Few artists in history have managed to achieve Andy Warhol’s level of timelessness and pervasiveness. With a seemingly immortal aesthetic, one of Pop art’s founding fathers changed the entire trajectory of his craft by glorifying otherwise banal household products through a fine art practice.
Surprisingly, Warhol has been surveyed through a relatively narrow scope. Museums and galleries consistently revisit his silk screens of Campbell’s soup cans, Coca-Cola bottles, and celebrity portraits of Marilyn Monroe, despite the fact that these paintings comprise a small part of his extensive portfolio.
“Uniting all aspects, media, and periods of Warhol’s career, this exhibition will provide an historic opportunity to better comprehend the work of the most American of artists,” the Whitney explains of their exhibition, set for November 2018. “Building on the wealth of new research and materials that have come to light since the artist’s untimely death, this exhibition reveals new complexities about the Warhol we think we know, and introduces a Warhol for the 21st century.”
As the first original American retrospective of the artist’s work since 1989 (hosted by MoMA), Andy Warhol will be one for the books. The exhibition will trace Warhol’s career from commercial illustration in the 1950s to his ready-mades in the 1980s—created towards the untimely end of his life—with in-depth examination of his iconic works of Pop art and experimental films in between.

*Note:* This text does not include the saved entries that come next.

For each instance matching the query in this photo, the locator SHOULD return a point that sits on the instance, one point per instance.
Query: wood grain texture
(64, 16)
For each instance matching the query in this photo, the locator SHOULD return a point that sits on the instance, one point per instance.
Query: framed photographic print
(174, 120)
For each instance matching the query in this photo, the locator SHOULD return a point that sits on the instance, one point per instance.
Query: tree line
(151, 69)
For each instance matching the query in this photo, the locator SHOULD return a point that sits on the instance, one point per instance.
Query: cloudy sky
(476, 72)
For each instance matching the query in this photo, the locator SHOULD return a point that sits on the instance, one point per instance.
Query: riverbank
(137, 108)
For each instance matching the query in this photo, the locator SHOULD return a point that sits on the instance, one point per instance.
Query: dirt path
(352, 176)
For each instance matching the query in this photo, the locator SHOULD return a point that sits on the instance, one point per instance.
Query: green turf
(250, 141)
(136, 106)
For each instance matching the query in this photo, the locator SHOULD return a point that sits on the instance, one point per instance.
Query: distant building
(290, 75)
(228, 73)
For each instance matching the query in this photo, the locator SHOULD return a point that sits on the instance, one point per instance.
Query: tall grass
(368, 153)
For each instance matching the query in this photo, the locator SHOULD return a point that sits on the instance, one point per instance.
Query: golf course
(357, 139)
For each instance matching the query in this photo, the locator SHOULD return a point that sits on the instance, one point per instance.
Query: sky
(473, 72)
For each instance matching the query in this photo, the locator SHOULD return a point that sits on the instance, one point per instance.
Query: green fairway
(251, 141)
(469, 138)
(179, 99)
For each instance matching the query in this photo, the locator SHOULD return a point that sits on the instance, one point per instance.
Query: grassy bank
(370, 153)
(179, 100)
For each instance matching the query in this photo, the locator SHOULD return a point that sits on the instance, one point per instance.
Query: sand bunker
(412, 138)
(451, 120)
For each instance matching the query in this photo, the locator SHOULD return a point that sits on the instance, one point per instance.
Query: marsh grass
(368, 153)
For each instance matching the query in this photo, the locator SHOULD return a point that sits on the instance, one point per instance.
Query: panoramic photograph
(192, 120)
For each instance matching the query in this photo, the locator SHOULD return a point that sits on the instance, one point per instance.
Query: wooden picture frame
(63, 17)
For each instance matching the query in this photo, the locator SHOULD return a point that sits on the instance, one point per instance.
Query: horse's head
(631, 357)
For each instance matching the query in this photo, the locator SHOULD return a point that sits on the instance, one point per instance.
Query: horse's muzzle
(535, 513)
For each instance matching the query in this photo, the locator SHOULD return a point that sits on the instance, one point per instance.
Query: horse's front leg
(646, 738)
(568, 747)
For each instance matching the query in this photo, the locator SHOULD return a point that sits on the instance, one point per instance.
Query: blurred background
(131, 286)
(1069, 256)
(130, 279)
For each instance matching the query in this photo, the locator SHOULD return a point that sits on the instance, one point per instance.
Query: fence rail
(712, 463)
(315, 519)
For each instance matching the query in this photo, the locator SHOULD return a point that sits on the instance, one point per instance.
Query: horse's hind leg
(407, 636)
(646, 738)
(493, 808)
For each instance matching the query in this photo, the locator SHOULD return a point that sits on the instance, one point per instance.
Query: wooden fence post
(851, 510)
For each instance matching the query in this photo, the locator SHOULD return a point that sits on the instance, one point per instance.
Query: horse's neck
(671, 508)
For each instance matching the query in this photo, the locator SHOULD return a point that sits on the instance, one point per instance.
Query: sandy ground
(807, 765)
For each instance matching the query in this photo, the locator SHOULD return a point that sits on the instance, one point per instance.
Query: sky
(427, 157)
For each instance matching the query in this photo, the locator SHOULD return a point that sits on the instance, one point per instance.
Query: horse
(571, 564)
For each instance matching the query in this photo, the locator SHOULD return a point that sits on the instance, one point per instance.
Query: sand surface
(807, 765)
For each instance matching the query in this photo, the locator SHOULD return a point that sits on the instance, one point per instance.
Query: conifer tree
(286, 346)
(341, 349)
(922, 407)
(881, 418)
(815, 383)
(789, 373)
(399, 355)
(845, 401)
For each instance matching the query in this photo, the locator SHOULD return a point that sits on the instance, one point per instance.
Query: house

“I think there is a lot to be discovered about Warhol,” curator and exhibition organizer Donna De Salvo told artnet News. “I’ve always felt there was so much attention given to the persona of Warhol that we had trouble looking at the work—and that’s what this exhibition does.” De Salvo also notes that, curiously, much of Warhol’s later work has yet to be exhibited outside of Europe.
The Whitney Museum of American Art will inaugurate this landmark retrospective in New York City, before Andy Warhol moves on to the San Francisco Museum of Modern Art in the spring of 2019, followed by the Art Institute of Chicago in the autumn.